Assim como a colega Rafaela Ferreira, Mariana criou o Mundo gordelícia, canal na internet que abre espaço para debater variados assuntos, inclusive os relacionados à gordofobia. “Não é exclusivo para gordos, até porque, acho que precisamos desconstruir essa ideia de que o gordo é simplesmente gordo e nada mais. O sobrepeso é apenas uma das características da pessoa. O Mundo gordelícia é, antes de tudo, uma forma de eu fazer diferença na vida das pessoas, até porque autoestima e insegurança são questões pontuais na vida de qualquer ser humano”, diz.
DEBATE VAI ÀS SÉRIES
Uma das séries mais aclamadas dos últimos tempos, This is us mostra a personagem Kate (Chrissy Metz) numa eterna luta para perder peso. Na vida real, a atriz também tem uma disputa acirrada com a balança. Girls, sobre um grupo de garotas em seus 20 anos vivendo em Nova York, tornou famosa a criadora e protagonista da produção, Lena Dunham, aplaudida por colocar em evidência corpos femininos distantes do padrão de magreza. Anos depois da estreia, quando Dunham emagreceu, acabou sendo criticada pela atitude. “Como mulher em Hollywood, você simplesmente não vence nunca”, queixou-se a atriz, reafirmando que continua não tendo vergonha de seu corpo e que não deve nada a ninguém.
Três perguntas para Mariana Xavier (atriz e criadora do canal Mundo Gordelícia)
1 - Como você vê a representação das mulheres mais gordas nas artes?
Tem melhorado bastante e temos batalhado e falado mais nesse assunto. Acho que aumentou muito também por conta do público. As pessoas estão cansadas de se sentirem enganadas; cansadas de não se verem representadas e não verem ninguém parecido com elas em filmes, novelas, comerciais. Infelizmente, ainda restringem pessoas mais gordas a papéis secundários como a amiga engraçada e sem autoestima da protagonista. Para mim, a nossa grande vitória vai ser quando o peso não for uma questão e a gente acreditar que uma gorda pode ser uma vilã, uma mocinha. Entendo que a televisão e a mídia lidam com o pensamento de massa, mas seria muito ousado e ainda não há essa ousadia. Mas estamos caminhando.
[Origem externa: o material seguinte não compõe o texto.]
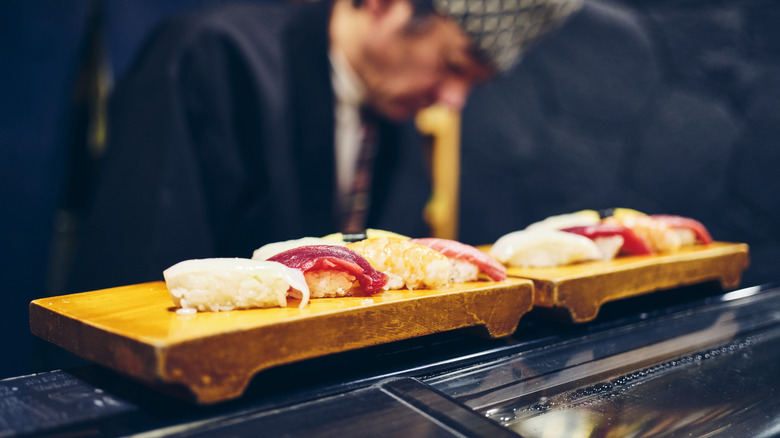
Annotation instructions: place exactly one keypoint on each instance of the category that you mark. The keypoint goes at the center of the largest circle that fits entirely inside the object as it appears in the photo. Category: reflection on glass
(696, 395)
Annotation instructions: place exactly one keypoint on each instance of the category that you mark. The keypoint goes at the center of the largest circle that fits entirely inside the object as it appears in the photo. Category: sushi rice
(223, 284)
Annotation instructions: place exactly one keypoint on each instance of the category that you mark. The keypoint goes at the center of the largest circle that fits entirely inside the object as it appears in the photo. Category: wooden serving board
(136, 331)
(582, 288)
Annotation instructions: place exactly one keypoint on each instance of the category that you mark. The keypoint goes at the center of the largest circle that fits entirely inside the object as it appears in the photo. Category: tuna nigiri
(221, 284)
(467, 261)
(332, 270)
(613, 240)
(271, 249)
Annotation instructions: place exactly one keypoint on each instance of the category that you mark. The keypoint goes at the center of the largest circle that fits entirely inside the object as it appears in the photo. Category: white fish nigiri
(543, 248)
(222, 284)
(269, 250)
(567, 220)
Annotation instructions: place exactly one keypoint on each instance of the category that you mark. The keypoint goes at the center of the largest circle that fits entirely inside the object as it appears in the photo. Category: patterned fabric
(356, 205)
(504, 29)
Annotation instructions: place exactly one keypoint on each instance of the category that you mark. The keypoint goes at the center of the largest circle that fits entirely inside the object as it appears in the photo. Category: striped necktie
(358, 200)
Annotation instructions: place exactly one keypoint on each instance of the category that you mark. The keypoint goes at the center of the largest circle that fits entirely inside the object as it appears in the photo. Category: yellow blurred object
(441, 212)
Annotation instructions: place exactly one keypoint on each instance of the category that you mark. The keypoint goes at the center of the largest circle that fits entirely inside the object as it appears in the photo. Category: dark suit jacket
(221, 140)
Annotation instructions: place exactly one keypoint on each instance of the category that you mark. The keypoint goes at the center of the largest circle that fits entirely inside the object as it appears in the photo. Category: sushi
(271, 249)
(613, 240)
(467, 261)
(664, 233)
(543, 248)
(223, 284)
(407, 264)
(333, 270)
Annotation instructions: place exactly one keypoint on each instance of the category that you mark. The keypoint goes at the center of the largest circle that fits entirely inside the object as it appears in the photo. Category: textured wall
(663, 106)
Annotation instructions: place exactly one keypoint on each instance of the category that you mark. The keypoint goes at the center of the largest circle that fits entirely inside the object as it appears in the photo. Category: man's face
(410, 67)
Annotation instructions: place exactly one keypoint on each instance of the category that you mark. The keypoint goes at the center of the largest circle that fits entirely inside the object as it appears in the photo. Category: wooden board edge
(124, 355)
(726, 269)
(236, 358)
2 - Você já passou por alguma situação de preconceito ou bullying por estar acima do peso?
Na era da internet, onde todas as pessoas acham que suas opiniões são imprescindíveis para a humanidade, destilam ódio e preconceito indiscriminadamente, eventualmente eu passo por uma situação assim. E te digo: dói. Mas hoje, tenho a consciência de que a ofensa diz muito mais sobre quem a está cometendo do que sobre que está recebendo. Ainda é muito triste ver esse tipo de manifestação. A gente vê que ainda tem muito a evoluir. Mas de pouquinho em pouquinho vamos tentando tornar o mundo melhor e combater essas sementinhas do mal.
3 - Vimos recentemente críticas a artistas que eram mais gordos como o Leandro Hassum e a Lena Dunham por terem emagrecido. O que você tem a dizer sobre isso?
Parece que não importa o que você faça, o quão bom você tenta ser que sempre vai ter alguém te julgando. Se está gordo, reclamam, disfarçando o preconceito e alegando que estão preocupados com a saúde. Se emagrece, fala que os gordinhos estão traindo o movimento, que perdeu a graça. Talento para comédia não se define no peso. Uma vez me disseram para eu não emagrecer porque senão eu iria perder minha essência. E não é nada disso; é justamente o contrário. A essência não está no meu peso, mas em reconhecer o meu valor como ser humano e isso vai continuar comigo independente de ser magra ou gorda. O peso não mede o meu valor. Sou muito mais do que um número na balança.